On 6 September 2025, I joined colleagues, elders, and allies at the Traditional Medicines Indaba—a gathering convened under the banner of C20 South Africa’s Equitable Health for All (EHA) process. Within EHA, our specific stream focuses on traditional medicine as a community health response—not as a parallel or alternative, but as a living health system with legitimacy, depth, and global relevance.

This Indaba was therefore more than a meeting. It was a moment of positioning: how do we, as healers, scholars, and policy advocates, articulate the role of Indigenous Health Knowledge Systems (IHKS) in the fight for equitable health for all?

A Day of Collective Visioning

The agenda was as alive as the conversations themselves.

From morning welcomes and fireside chats—where themes of regional perspective, gender and health, and current research took centre stage—to afternoon commissions, the day oscillated between intimacy and institution-building.

It was in the commissions that the heartbeat of the Indaba truly emerged.

Commission 3: Governance, Innovation & Integration

I had the extraordinary honour of facilitating and serving as rapporteur for Commission 3: Institutionalise Through Inclusive Governance, Innovation, and Health System Integration.

Our commission confronted the reality of epistemicide—the historic and ongoing erasure of African knowledge systems. Epistemicide is not only an academic concept; it is lived every day when healers’ work is dismissed, when policies reduce traditional medicine to commodified extracts, and when curricula silence African cosmologies.

We recognised that resisting epistemicide requires systemic responses:

  • Defining Our Own Frameworks: Naming our paradigms, ontology, epistemology, axiology, methodologies, and approaches—so that our practices cannot be misrepresented or appropriated.
  • Competency-Based Frameworks: Developing structures that recognise knowledge, skills, ethics, and applications of African traditional medicine, culminating in a knowledge hub mapping scope of practice and scope of knowledge.
  • Inclusive Governance: Envisioning a Council of Elders (healers) that advises the statutory council, alongside committees involving SAQA, CHE, QCTO, and HWSETA.
  • Structural Integration: Advocating for a Department of Indigenous Health Knowledge Systems outside the Department of Health, to ensure institutional parity, dedicated resources, and independent policymaking.

This was not abstract policy talk. It was a bold articulation of what epistemic justice might look like in practice.
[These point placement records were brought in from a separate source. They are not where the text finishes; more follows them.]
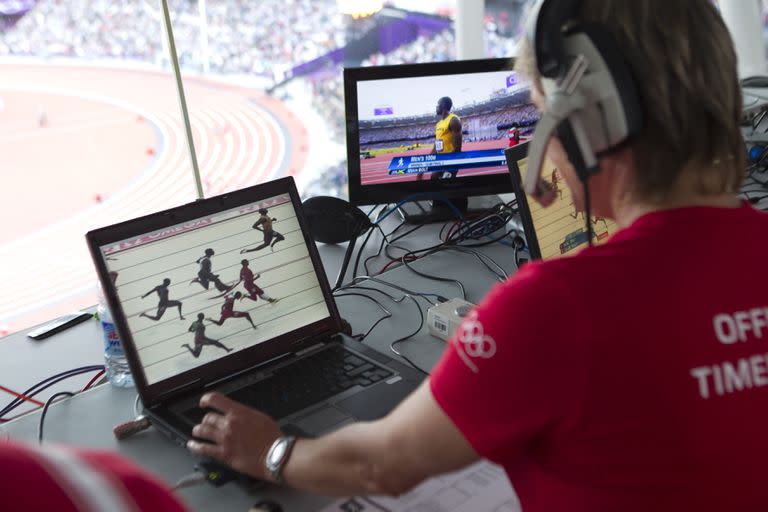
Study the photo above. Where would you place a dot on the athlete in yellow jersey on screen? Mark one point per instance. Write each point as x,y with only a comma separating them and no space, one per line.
447,136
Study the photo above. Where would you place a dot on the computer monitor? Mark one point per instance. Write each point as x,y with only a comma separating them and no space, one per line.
434,130
558,229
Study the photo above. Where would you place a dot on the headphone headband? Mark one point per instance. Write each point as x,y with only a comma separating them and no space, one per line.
546,34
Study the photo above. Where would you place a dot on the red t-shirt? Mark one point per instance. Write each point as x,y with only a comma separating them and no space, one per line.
63,480
632,376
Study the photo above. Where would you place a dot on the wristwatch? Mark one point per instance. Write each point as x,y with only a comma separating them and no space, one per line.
277,456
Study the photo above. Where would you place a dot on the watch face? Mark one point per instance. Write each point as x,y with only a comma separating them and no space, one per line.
277,453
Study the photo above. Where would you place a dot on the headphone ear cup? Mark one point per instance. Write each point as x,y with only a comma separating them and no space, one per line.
568,140
622,75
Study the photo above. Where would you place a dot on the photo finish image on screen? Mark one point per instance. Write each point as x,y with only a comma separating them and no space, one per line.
211,287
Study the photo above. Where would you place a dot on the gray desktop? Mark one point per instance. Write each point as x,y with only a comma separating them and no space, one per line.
87,419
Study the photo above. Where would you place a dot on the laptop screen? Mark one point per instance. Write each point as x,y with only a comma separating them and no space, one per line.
199,291
557,229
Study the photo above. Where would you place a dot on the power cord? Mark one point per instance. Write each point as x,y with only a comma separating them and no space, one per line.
387,313
45,411
41,386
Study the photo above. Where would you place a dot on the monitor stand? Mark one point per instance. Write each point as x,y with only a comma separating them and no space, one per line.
431,211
Between Movements and Relationships

The Indaba also reminded me that political advocacy is inseparable from human connection.
I had the privilege of meeting Chairperson of the Interim Traditional Health Practitioners Council of South Africa (ITHPCSA), Gogo Sheila Mbele-Khama, whose leadership continues to carve space for traditional healers in national governance structures.

Equally profound was reconnecting with Mhlekazi Bhanekazi Mpumlwana - my dearest colleague, friend, sister, and mother. In her wisdom I find both anchor and compass; in our shared struggle, a reminder that this is not a solitary journey but a collective march.
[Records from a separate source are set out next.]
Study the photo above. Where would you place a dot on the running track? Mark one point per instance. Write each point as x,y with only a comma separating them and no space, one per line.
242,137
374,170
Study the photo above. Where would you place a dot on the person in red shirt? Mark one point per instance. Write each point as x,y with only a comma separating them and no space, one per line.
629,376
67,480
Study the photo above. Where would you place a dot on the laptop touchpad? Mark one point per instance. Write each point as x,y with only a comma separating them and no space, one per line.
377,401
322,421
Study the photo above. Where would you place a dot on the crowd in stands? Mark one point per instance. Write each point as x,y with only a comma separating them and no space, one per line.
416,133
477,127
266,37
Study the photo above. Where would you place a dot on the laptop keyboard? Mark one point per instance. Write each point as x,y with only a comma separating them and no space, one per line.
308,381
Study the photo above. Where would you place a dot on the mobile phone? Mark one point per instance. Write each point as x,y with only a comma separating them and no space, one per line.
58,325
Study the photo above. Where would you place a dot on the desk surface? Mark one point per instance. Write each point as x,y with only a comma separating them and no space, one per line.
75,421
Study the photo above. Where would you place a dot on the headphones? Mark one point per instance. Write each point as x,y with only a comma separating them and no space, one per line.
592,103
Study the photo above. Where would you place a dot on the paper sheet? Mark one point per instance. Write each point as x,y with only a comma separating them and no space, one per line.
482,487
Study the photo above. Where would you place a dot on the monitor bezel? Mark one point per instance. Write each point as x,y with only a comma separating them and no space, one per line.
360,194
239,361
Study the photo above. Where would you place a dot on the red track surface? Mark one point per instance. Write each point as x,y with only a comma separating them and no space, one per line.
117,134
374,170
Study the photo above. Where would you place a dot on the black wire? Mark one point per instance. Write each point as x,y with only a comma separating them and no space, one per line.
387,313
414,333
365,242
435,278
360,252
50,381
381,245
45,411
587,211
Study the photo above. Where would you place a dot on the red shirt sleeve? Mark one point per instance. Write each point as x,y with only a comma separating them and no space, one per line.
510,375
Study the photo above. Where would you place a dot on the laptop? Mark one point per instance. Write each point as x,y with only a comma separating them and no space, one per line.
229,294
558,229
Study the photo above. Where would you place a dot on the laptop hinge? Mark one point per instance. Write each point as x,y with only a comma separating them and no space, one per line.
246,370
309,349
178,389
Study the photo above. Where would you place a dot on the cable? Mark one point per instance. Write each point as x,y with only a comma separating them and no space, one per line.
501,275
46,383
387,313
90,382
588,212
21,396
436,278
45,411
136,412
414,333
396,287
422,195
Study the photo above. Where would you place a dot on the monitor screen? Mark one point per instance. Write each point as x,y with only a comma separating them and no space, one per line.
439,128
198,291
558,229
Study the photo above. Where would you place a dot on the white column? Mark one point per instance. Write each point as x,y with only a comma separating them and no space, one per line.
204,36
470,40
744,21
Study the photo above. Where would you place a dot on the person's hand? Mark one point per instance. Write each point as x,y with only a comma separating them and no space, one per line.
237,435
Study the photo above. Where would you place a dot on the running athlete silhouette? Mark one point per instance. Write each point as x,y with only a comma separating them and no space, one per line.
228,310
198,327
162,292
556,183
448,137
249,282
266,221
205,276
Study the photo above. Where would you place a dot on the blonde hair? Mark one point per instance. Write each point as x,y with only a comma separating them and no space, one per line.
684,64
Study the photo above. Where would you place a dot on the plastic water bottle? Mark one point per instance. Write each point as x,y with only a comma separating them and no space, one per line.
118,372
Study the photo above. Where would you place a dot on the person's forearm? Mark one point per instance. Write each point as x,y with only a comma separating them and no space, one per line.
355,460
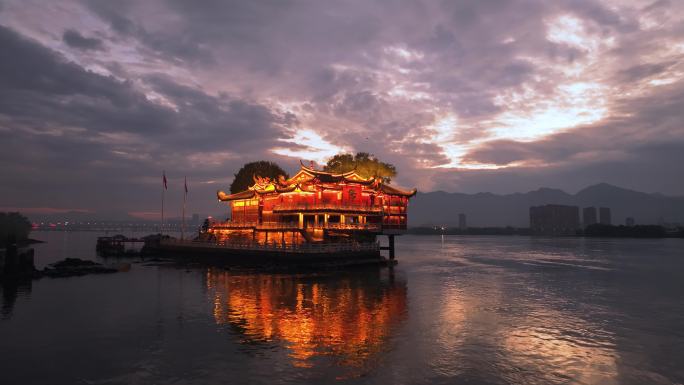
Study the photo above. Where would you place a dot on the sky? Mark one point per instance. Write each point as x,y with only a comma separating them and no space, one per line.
97,98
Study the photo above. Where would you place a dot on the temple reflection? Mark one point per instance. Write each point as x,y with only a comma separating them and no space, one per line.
348,317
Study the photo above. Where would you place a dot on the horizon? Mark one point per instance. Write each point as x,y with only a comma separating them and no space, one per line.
99,99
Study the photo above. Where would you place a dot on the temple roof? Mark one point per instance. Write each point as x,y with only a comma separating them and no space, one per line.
304,180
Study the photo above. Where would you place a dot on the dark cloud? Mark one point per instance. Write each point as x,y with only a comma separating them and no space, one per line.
74,39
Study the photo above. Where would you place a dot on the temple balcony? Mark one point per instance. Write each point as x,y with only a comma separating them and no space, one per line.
326,207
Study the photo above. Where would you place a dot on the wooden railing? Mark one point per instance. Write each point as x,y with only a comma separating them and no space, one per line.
295,225
319,206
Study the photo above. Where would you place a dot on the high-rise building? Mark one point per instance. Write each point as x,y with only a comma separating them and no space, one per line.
604,216
554,220
462,221
589,216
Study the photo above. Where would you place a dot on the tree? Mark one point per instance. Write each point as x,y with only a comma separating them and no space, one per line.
365,164
13,226
244,177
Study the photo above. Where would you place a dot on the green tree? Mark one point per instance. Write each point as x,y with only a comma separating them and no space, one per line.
13,226
244,177
365,164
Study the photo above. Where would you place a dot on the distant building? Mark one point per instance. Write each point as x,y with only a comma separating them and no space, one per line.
589,216
462,222
554,220
604,216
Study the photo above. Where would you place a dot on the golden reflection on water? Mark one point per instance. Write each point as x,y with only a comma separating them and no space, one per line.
348,317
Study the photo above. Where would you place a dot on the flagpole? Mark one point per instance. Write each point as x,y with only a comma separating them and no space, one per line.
185,198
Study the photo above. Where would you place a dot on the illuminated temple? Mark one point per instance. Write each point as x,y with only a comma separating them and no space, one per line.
313,207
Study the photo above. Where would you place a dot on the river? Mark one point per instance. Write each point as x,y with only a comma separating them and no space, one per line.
456,309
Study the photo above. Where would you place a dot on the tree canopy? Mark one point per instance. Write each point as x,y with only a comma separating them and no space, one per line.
244,177
365,164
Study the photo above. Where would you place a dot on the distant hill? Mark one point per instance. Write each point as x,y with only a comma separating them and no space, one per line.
487,209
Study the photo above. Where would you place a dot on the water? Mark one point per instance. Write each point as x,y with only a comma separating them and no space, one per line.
470,310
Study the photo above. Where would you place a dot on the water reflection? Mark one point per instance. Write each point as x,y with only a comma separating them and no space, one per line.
348,317
11,289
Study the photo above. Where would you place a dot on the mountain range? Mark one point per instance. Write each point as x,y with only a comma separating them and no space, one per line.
486,209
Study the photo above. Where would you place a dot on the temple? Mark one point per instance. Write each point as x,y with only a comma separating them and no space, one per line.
313,207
Why This Matters for C20 & Equitable Health for All

Within C20 South Africa’s EHA Priority 4, our work insists that traditional medicine is not marginal—it is central to equitable health responses. Communities have long relied on traditional healing not only for clinical care but also for spiritual, ecological, and psychosocial well-being.
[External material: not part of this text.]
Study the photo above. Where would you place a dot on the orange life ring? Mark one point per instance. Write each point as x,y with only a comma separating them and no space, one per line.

To ignore this is to ignore the lived realities of millions. To integrate it authentically is to advance equity, resilience, and justice in global health.

The Indaba therefore contributes directly to shaping C20’s advocacy towards the G20 - positioning Indigenous knowledge systems not as heritage to be safeguarded alone, but as living systems of health governance that demand institutional recognition, financing, and protection.

Closing Reflections

As I left the Indaba, I carried two truths:

  • The work of institutionalisation and governance is complex and heavy.
  • The spirit of our collective - elders, scholars, healers, allies - makes the burden lighter and the vision clearer.

Traditional medicine is not an “add-on” to health systems. It is health. It is dignity, survival, community resilience, and a future worth fighting for.

As AfroSpiritual-Ink, I will continue to document this journey; because storytelling is itself a form of resistance against epistemicide.